Moonrise over the Great Glen from Druim Fada
Winter is a more serious time for high camps as nights are long and cold and storms severe. Snow can transform undistinguished hills though and make camping on them an exciting adventure. One February, when deep snow lay from glens to the summits, I went from my front door up little Carn na Loine, a heathery bump just 549 metres high in the far north-east corner of Cairngorm National Park. Snow free, this is a rolling moorland hill managed for grouse-shooting. Under snow it was more like an arctic wilderness. The sky was overcast as I pitched camp but at dusk the sun sank below the cloud, turning the snow pink and the western sky red and orange. Night brought a clearing sky, a full moon, stars and a temperature of -8ÂșC. I was glad of my down jacket as I stood outside watching the wildness and listening to the silence. Home was just a few miles away but it could have been on another planet. Indeed, it seemed as though it was. The world of the summits is different. Camping there takes you into a special place where the flatlands can be forgotten and wildness embraced.

Camp on Carn na Loine



  1. Some great photos there Chris.I agree that the camping part of a walk is probably the most important aspect of the undertaking. One is not always fortunate to get that perfect combination of sunset, a clear starry night and midge free wild camping on many occasions!
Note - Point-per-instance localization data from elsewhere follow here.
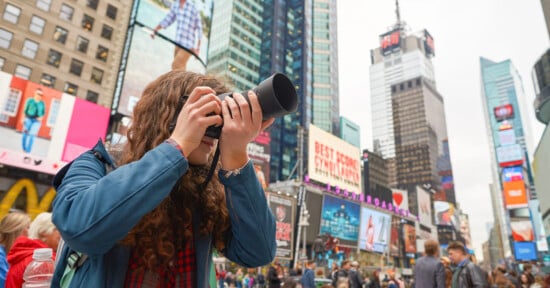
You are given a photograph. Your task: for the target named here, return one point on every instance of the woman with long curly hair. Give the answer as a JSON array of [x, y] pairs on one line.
[[152, 222]]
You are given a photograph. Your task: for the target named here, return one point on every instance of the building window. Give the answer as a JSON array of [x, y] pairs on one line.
[[87, 22], [97, 75], [66, 12], [82, 44], [70, 88], [54, 58], [60, 35], [5, 38], [23, 71], [107, 32], [30, 48], [44, 4], [37, 25], [92, 96], [76, 67], [12, 13], [102, 53], [111, 11], [47, 80], [92, 4]]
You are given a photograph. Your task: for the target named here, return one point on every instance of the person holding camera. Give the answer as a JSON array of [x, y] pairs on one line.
[[154, 220]]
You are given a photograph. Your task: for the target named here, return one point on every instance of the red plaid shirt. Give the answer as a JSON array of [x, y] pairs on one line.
[[181, 274]]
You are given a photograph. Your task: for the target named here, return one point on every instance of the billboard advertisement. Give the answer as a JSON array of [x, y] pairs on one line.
[[259, 153], [400, 198], [390, 41], [187, 26], [525, 251], [333, 161], [503, 112], [511, 174], [375, 230], [429, 46], [445, 214], [341, 219], [507, 137], [520, 223], [424, 206], [283, 209], [510, 155], [515, 194], [42, 128]]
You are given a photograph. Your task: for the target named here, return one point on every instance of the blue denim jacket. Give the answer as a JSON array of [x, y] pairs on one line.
[[94, 211]]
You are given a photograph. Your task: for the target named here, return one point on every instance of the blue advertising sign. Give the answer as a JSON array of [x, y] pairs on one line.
[[525, 251], [341, 219]]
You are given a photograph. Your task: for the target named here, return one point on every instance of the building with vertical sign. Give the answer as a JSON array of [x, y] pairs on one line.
[[70, 46], [401, 56], [509, 133]]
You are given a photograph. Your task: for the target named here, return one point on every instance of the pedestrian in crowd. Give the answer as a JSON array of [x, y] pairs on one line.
[[308, 279], [375, 280], [42, 234], [448, 271], [156, 219], [429, 271], [12, 226], [466, 274], [188, 30], [356, 280], [274, 275]]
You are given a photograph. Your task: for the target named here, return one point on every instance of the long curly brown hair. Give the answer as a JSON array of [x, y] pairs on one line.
[[164, 230]]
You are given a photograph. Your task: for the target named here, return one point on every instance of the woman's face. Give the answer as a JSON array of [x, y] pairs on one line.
[[200, 155]]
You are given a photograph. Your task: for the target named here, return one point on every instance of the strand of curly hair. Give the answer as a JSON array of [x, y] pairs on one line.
[[164, 230]]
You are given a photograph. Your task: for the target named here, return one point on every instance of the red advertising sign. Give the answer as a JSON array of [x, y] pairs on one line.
[[515, 194], [390, 41], [504, 112]]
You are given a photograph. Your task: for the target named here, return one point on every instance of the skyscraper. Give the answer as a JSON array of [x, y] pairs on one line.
[[509, 133], [401, 56]]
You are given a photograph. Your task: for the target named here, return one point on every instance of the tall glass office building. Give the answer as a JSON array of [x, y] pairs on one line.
[[508, 130]]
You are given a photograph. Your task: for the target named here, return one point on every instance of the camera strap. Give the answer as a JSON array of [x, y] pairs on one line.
[[212, 168]]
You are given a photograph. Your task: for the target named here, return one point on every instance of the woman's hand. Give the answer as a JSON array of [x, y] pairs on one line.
[[201, 110], [242, 122]]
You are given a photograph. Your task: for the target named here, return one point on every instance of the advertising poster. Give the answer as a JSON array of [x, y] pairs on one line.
[[333, 161], [445, 214], [400, 199], [189, 29], [424, 206], [525, 251], [42, 128], [283, 209], [515, 194], [394, 237], [520, 223], [409, 235], [375, 230], [341, 219]]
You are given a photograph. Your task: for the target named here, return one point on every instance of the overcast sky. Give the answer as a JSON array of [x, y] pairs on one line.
[[462, 31]]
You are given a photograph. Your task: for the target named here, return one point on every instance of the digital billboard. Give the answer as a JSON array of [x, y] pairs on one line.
[[187, 26], [283, 209], [424, 206], [525, 251], [515, 194], [375, 230], [341, 219], [42, 128], [333, 161]]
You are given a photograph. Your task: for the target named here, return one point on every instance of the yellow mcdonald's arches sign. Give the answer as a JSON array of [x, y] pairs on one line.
[[34, 207]]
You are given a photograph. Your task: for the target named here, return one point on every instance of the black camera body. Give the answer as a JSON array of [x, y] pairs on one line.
[[276, 95]]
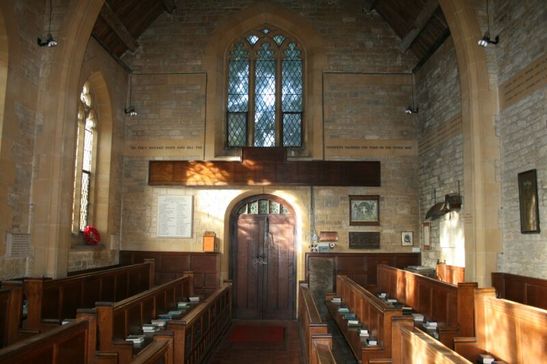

  2. Couldn't agree more Chris. Summit camps are special. And I love the look on people's faces as you are going up at the end of the day and they are on their way down.
    I have been fortunate to twice bivouac on the summit of Mulhacen in Spain's Sierra Nevada and to witness superb sunsets and sunrises. If you're interested, here's the link to a short video of one of them

  3. Great piece Chris. I couldn't agree more spending a night or two on a summit is some special, my thoughts are that it gives you a better understanding of a mountain. I absolutely love pitching camp on the summit or as close as weather permitting, having dinner, then going for a wander over the summit and exploring it's nooks and crannies, safe in the knowledge that you have a comfortable shelter to go back to, and with the distinct possibility that you could be spending the night stargazing. Robert.